A coordenadora pedagógica enaltece que a geração atual tem mais facilidade com a tecnologia do que gerações anteriores, o que contribuiu para uma transição digital mais tranquila. “Essa geração vai estar mais preparada para resolver os desafios do que nós, que fomos pegos de surpresa”, considera.

A educação saiu de uma realidade 2.0 para quase 5.0 em virtude das tecnologias e ferramentas incrementadas no ensino, opina Patrícia. “Os alunos não terão grandes dificuldades”, entende.

 

FRACASSO EDUCACIONAL?

Dados do Fundo das Nações Unidas para a Infância (Unicef) apontam que, durante a pandemia, todos os indicadores que medem o desenvolvimento infantil regrediram. Mesmo que índices valham menos que a efetiva assimilação de conhecimento, o Unicef ressalta que esse período pode impor um estigma de fracasso educacional na geração que estudou nesse período.
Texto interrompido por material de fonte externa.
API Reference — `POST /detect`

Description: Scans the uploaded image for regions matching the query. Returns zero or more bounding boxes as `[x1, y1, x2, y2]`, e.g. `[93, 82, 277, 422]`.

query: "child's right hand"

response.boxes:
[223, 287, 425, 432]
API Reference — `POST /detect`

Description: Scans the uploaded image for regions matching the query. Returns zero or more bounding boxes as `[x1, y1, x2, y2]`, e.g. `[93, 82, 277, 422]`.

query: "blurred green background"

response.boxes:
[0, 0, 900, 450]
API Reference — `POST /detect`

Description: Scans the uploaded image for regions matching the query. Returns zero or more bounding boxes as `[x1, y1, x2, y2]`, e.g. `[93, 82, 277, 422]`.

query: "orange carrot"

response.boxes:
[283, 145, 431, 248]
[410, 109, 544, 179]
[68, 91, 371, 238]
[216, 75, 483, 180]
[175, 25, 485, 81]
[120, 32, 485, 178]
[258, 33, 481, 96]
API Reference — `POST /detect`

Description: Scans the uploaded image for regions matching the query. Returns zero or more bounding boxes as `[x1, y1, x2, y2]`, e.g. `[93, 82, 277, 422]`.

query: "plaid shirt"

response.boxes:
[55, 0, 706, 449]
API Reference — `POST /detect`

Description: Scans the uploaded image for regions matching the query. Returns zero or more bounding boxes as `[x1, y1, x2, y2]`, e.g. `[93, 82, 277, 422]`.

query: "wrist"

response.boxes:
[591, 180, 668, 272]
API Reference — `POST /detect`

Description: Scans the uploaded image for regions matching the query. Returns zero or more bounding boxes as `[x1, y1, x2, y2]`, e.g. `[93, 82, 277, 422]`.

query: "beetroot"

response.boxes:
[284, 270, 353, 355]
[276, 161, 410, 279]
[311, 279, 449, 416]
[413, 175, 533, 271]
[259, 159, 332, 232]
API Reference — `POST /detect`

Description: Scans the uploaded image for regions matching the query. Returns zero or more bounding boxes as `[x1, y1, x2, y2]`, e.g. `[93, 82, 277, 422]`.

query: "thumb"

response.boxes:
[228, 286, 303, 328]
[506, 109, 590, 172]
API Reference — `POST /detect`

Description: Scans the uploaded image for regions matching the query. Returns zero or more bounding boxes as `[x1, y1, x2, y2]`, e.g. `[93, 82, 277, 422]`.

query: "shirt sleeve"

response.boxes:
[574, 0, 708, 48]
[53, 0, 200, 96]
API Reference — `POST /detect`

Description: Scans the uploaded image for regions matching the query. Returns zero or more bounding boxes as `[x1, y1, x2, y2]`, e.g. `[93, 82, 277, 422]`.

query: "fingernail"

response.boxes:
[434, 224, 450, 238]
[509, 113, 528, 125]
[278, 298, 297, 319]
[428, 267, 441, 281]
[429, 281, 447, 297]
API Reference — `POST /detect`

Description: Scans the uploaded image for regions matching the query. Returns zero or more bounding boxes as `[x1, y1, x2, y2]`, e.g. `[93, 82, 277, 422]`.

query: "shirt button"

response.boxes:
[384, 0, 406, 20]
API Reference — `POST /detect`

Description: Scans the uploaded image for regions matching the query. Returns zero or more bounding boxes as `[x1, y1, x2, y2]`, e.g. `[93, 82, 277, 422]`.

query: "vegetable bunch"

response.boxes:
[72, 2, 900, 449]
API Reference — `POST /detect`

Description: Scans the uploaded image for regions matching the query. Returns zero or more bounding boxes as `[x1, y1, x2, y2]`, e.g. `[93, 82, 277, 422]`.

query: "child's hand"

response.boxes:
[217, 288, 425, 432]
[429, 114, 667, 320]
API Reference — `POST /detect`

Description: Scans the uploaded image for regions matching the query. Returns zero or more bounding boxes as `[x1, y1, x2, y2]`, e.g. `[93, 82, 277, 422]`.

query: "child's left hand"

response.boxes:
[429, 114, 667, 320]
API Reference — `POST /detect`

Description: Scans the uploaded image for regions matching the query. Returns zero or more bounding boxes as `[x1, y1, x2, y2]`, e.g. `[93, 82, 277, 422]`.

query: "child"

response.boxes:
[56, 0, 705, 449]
Mara credita os dados da entidade e afirma que as turbulências sofridas na educação em decorrência da Covid-19 foram apenas novos abalos numa estrutura já frágil. “Os índices da educação brasileira já não se encontravam muito bem antes da pandemia; o que ocorreu foi o agravamento da situação educacional. Diversos são os fatores que interferem nesse índice, desde os investimentos até os recursos humanos”, evidencia.

Psicopedagoga da rede municipal de educação, Mara Mallmann: “A assessoria pedagógica da prefeitura fez com professores e coordenadores uma reorganização dos conteúdos por série para retomar as lacunas que ficaram” (Foto: Divulgação)

 

MENOS NOTAS, MAIS EDUCAÇÃO

A educação, na avaliação de Patrícia, passa mais por um momento de adaptação mútua de tudo e todos do que pelo fracasso. “É um marco, uma situação mundial. Eu não digo que seria um fracasso educacional. Dentro das escolas, os professores, especialistas das disciplinas, fazem o possível e até um pouco mais para que esse aluno possa absorver. Hoje a nossa realidade social é muito de perceber em notas. Precisamos observar o quanto esse aluno tem de assimilação de conteúdo. O que preocupa é a questão emocional. Como essa família está trabalhando a situação emocional dessa criança? Aqui trabalhamos o emocional, mas, às vezes, isso não acontece em casa”, lamenta.

De acordo com a coordenadora pedagógica do Rui Barbosa, o momento é de olhar para cada criança ou adolescente como ser individual. “O grupo pode ter ‘x’ dificuldade, mas qual é a dificuldade pontual daquele aluno? O processo é lento, trabalhoso, mas o indivíduo é mais importante do que a nota”, ressalta.

 

PROCESSO LENTO E TRABALHOSO

Para Patrícia, um dos meios para auxiliar esse aluno a lidar com os impactos dos novos tempos é estar atento aos sinais e, nas palavras da educadora, “olhar mais para o indivíduo do que antes”. “Os pais deixam os seus maiores tesouros na mão da escola. Ela precisa lapidar e ajustar para que ele viva o presente da melhor forma. Mas isso não é só papel da escola, é familiar e exige mais conversas, trocas, entendimentos e observação, porque essas crianças estão sinalizando algo. Precisa haver uma comunicação muito aberta entre escola e família, as quais devem estar alinhadas para compartilhar das dificuldades. É trabalhoso, mas será um trabalho de solução futura, do emocional, do cognitivo desse aluno”, finaliza.